Lunedì 30 aprile e martedì 1° maggio a Firenze i musei principali (tra cui la Galleria degli Uffizi e l'Accademia) saranno chiusi. Il 1° maggio non si tocca! Il lunedì è giorno di chiusura, come i barbieri prima delle lenzuolate del ministro Bersani. Si poteva però ovviare al lunedì perché è una decisione locale... impossibile, perché chi decide per i fondi si riunisce una volta al mese e di questo accavallamento di feste se ne sono accorti troppo tardi e di altri fondi da altre fonti, non se ne parla neanche, sono già destinati a formazione e aggiornamento.
Insomma una storia di burocrazia mista all'abituale ottusità populista che, oltre ai musei, in alcuni giorni canonici vede le città anche senza autobus pubblici: Primo maggio, Pasqua, Ferragosto, Natale e Capodanno. In quelle parti del mondo dove queste feste sono tali, in quei giorni ci si sposta, si va ai musei, si leggono i giornali e si vedono le news televisive con soluzione di continuità, ma nell'Italia papalina e statalista, in nome dei diritti alle feste (tutti insieme in coda da qualche altra parte) e della rigida burocrazia, l'interruttore viene spento. I danni sono palesi per tutti e si evidenziano nell'aspetto economico.

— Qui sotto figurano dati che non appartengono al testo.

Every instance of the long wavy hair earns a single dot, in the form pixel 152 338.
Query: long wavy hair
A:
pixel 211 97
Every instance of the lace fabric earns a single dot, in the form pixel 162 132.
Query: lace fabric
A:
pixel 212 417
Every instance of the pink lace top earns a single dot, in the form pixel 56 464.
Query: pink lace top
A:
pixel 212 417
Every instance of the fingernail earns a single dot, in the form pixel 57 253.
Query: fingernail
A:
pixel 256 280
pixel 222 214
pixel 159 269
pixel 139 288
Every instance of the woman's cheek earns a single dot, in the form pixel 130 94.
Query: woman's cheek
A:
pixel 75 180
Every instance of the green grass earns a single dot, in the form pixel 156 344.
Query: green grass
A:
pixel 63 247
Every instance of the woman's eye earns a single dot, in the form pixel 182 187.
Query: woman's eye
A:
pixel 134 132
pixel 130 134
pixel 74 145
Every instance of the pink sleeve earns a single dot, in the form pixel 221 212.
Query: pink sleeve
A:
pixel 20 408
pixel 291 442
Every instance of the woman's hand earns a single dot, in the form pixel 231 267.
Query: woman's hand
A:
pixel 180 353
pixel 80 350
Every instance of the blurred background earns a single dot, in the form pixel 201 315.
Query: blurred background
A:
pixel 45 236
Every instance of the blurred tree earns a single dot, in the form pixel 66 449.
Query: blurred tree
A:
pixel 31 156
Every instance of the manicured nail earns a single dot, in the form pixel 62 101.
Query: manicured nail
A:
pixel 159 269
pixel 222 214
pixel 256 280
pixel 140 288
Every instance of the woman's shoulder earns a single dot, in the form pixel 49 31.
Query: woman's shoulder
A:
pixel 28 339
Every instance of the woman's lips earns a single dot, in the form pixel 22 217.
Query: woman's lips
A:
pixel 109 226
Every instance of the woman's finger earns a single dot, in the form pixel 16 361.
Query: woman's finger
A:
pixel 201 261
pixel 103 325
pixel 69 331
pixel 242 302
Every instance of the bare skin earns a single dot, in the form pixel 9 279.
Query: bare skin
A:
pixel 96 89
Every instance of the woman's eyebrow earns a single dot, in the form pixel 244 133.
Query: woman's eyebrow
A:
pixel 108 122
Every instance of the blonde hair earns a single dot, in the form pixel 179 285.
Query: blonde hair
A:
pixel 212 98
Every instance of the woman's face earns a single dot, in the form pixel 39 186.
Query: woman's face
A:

Ci verrebbe da invitare le autorità, nazionali e locali, a riflettere su come superare velocemente questa impasse, ma ci rendiamo conto che parleremmo contro dei muri di gomma con dietro macchine infernali.

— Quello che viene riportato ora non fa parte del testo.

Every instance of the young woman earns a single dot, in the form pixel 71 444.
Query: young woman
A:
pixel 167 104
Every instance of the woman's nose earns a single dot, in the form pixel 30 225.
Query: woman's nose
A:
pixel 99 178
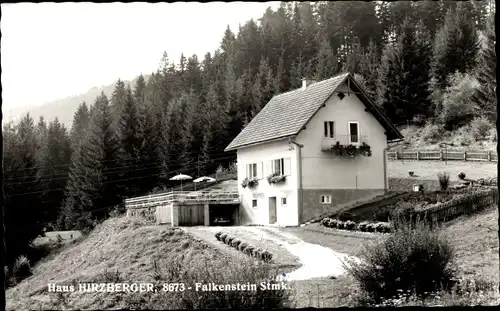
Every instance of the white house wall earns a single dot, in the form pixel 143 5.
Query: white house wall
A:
pixel 286 215
pixel 346 179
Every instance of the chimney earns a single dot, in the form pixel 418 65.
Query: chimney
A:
pixel 307 82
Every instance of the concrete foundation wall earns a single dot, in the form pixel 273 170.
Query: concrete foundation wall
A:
pixel 340 198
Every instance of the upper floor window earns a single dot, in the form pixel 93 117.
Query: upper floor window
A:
pixel 353 132
pixel 326 199
pixel 329 129
pixel 254 170
pixel 281 166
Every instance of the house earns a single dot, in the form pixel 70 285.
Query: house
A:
pixel 311 150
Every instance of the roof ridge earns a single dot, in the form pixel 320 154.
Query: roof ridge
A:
pixel 318 82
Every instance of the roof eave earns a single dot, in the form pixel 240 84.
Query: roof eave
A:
pixel 236 147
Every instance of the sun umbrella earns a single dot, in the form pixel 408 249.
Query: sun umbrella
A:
pixel 203 178
pixel 181 177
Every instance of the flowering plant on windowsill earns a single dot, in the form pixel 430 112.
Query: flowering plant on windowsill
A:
pixel 249 182
pixel 352 150
pixel 275 178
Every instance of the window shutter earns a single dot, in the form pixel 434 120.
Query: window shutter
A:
pixel 288 167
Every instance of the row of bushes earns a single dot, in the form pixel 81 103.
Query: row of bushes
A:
pixel 364 226
pixel 244 247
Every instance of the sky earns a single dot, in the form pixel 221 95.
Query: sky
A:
pixel 54 50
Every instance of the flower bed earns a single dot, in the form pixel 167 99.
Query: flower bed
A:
pixel 249 182
pixel 381 227
pixel 244 247
pixel 275 178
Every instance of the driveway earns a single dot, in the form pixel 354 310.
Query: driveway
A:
pixel 314 261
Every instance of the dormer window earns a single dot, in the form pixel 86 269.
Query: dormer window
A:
pixel 329 129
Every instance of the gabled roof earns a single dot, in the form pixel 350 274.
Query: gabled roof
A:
pixel 286 114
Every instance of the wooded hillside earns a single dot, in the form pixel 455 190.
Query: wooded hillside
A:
pixel 429 63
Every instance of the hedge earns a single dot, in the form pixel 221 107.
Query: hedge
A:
pixel 244 247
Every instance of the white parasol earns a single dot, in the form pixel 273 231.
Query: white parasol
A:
pixel 181 177
pixel 203 178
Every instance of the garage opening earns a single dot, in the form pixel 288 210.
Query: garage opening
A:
pixel 223 214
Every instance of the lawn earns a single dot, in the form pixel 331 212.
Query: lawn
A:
pixel 428 170
pixel 476 244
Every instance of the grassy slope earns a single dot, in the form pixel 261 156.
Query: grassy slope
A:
pixel 414 135
pixel 476 244
pixel 119 244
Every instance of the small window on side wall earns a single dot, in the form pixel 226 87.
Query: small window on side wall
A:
pixel 254 203
pixel 283 201
pixel 326 199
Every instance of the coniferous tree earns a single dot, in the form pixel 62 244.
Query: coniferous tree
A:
pixel 79 126
pixel 56 166
pixel 127 130
pixel 326 62
pixel 369 63
pixel 485 73
pixel 23 215
pixel 117 99
pixel 455 47
pixel 403 76
pixel 92 187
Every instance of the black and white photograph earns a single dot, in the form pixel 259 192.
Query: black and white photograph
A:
pixel 249 155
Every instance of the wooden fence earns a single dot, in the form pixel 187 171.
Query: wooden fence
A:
pixel 443 155
pixel 182 196
pixel 464 204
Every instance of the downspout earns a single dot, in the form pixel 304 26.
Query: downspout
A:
pixel 301 194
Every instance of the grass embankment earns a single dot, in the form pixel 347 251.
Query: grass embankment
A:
pixel 127 250
pixel 463 139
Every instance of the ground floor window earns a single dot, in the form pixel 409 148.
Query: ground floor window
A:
pixel 326 199
pixel 283 201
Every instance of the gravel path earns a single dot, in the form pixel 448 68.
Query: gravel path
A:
pixel 316 261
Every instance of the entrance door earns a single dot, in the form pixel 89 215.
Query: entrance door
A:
pixel 272 210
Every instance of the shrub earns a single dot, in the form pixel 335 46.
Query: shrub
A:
pixel 266 256
pixel 242 246
pixel 431 133
pixel 21 268
pixel 332 223
pixel 235 243
pixel 229 239
pixel 325 222
pixel 414 259
pixel 362 226
pixel 480 128
pixel 249 250
pixel 444 180
pixel 344 216
pixel 223 237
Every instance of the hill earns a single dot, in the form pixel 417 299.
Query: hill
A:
pixel 63 108
pixel 128 250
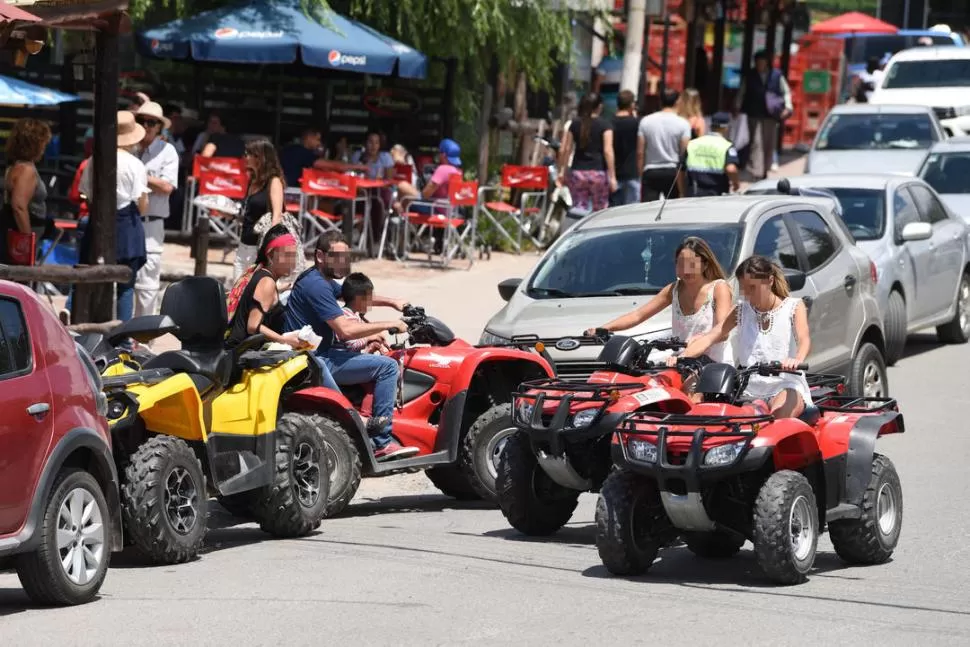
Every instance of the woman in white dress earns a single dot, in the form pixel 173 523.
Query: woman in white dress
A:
pixel 700 297
pixel 772 327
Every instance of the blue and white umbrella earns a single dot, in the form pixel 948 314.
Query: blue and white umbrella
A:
pixel 14 92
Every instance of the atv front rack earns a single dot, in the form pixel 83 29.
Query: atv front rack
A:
pixel 852 404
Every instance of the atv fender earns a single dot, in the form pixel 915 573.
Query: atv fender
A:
pixel 319 399
pixel 171 407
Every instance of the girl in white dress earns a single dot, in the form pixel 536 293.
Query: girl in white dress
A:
pixel 701 299
pixel 772 327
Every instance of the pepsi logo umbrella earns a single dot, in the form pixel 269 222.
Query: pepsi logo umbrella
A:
pixel 280 32
pixel 14 92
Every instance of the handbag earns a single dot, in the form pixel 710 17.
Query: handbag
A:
pixel 21 247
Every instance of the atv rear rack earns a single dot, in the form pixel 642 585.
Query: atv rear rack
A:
pixel 852 404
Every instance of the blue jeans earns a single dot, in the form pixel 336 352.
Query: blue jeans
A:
pixel 628 193
pixel 348 367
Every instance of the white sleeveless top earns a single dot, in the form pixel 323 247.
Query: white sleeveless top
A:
pixel 776 344
pixel 699 323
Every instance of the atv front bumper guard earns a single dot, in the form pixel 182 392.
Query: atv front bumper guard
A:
pixel 680 483
pixel 551 439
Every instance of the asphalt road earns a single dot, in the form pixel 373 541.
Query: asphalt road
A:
pixel 408 566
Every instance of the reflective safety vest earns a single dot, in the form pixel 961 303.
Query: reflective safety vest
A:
pixel 708 154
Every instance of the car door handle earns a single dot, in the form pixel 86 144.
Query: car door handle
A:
pixel 38 409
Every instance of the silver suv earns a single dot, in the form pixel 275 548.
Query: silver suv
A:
pixel 617 259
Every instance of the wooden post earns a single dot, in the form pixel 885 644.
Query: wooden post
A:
pixel 200 246
pixel 95 302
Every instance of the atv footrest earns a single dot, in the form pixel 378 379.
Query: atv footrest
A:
pixel 851 404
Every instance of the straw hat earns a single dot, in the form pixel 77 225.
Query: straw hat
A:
pixel 153 110
pixel 129 132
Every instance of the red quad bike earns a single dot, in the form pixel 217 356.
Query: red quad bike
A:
pixel 453 404
pixel 562 444
pixel 727 472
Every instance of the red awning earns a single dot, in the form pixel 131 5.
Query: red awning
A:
pixel 9 13
pixel 853 22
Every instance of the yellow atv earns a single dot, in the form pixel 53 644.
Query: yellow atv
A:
pixel 203 420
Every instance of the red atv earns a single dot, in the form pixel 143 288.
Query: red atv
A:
pixel 727 472
pixel 453 404
pixel 562 446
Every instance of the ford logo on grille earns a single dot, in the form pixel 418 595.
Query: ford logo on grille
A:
pixel 567 344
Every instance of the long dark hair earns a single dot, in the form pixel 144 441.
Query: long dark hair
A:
pixel 267 164
pixel 587 107
pixel 274 232
pixel 760 267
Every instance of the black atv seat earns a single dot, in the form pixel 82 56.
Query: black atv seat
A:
pixel 810 415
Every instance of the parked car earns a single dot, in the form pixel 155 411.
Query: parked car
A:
pixel 936 77
pixel 617 259
pixel 947 170
pixel 860 136
pixel 60 517
pixel 920 249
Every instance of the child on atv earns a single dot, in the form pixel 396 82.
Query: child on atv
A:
pixel 772 327
pixel 700 297
pixel 358 294
pixel 313 302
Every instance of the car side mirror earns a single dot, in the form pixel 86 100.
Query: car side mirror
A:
pixel 916 231
pixel 796 280
pixel 507 288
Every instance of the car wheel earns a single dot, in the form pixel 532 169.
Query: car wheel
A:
pixel 895 326
pixel 71 561
pixel 868 377
pixel 957 330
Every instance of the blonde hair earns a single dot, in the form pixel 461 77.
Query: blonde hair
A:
pixel 760 267
pixel 712 269
pixel 689 104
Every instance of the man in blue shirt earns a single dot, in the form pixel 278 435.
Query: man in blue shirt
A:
pixel 313 302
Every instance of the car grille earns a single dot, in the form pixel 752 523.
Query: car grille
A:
pixel 577 371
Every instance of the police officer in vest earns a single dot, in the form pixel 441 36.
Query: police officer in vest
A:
pixel 712 161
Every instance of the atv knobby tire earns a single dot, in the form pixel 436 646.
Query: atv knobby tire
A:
pixel 773 527
pixel 453 482
pixel 300 458
pixel 478 449
pixel 630 523
pixel 864 541
pixel 343 463
pixel 532 502
pixel 41 572
pixel 145 500
pixel 713 545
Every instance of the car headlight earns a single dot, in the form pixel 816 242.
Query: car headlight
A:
pixel 641 450
pixel 584 418
pixel 724 454
pixel 489 339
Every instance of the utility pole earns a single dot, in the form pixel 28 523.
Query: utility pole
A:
pixel 633 49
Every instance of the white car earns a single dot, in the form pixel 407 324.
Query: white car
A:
pixel 936 77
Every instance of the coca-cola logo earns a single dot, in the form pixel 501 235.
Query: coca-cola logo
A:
pixel 392 102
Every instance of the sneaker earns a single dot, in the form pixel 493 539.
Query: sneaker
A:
pixel 394 450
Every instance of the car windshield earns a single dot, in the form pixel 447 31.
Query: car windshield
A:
pixel 624 261
pixel 874 131
pixel 932 73
pixel 947 172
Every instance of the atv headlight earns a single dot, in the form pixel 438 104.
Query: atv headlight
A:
pixel 641 450
pixel 724 454
pixel 584 418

Ad esserne coinvolti sarebbero il ministero del Lavoro e quelli dei Beni culturali e dei Trasporti, le amministrazioni comunali e provinciali di città come Firenze (e relativi consigli di quartiere e amministrazioni dei comuni delle rispettive aree metropolitane), nonché le amministrazioni regionali di appartenenza e –perché no– le amministrazioni delle comunità montane, quindi i sindacati, i prefetti, i comandanti delle forze dell'ordine (quattro o cinque) e le varie associazioni di categoria (commercianti, albergatori, trasporto pubblico e privato, etc.), insomma un “ambaradan” incredibile, simile a quello che sfila davanti al premier designato quando deve formare un governo sì da capire chi scontentare meno. Solo l'idea di metterli tutti insieme fa venire i brividi alla schiena e rimpiangere quando c'era il Podestà, con poteri esecutivi ben diversi dal suo successore Prefetto. Ma siccome il Podestà non ci piace e, allo stato dei fatti, la missione sarebbe impossibile, forse il primo passo –molto timido, ma primo– sarebbe vendere gioielli come Uffizi e Accademia a privati veri (con la totale esclusione di quei finti privati che hanno il capitale pubblico), sì che dalle logiche della burocrazia e dei finti diritti si passerebbe a quelle del profitto e della concorrenza, potendo decidere di essere aperti o chiusi quando e quanto lo ritengono opportuno e comprendendo –per esempio– che la quantità di biglietti di questi due giorni di chiusura sarebbe più che sufficiente a coprire le spese. Fantascienza? Non per imprenditori, lavoratori, consumatori, ma probabilmente lo è per i burocrati.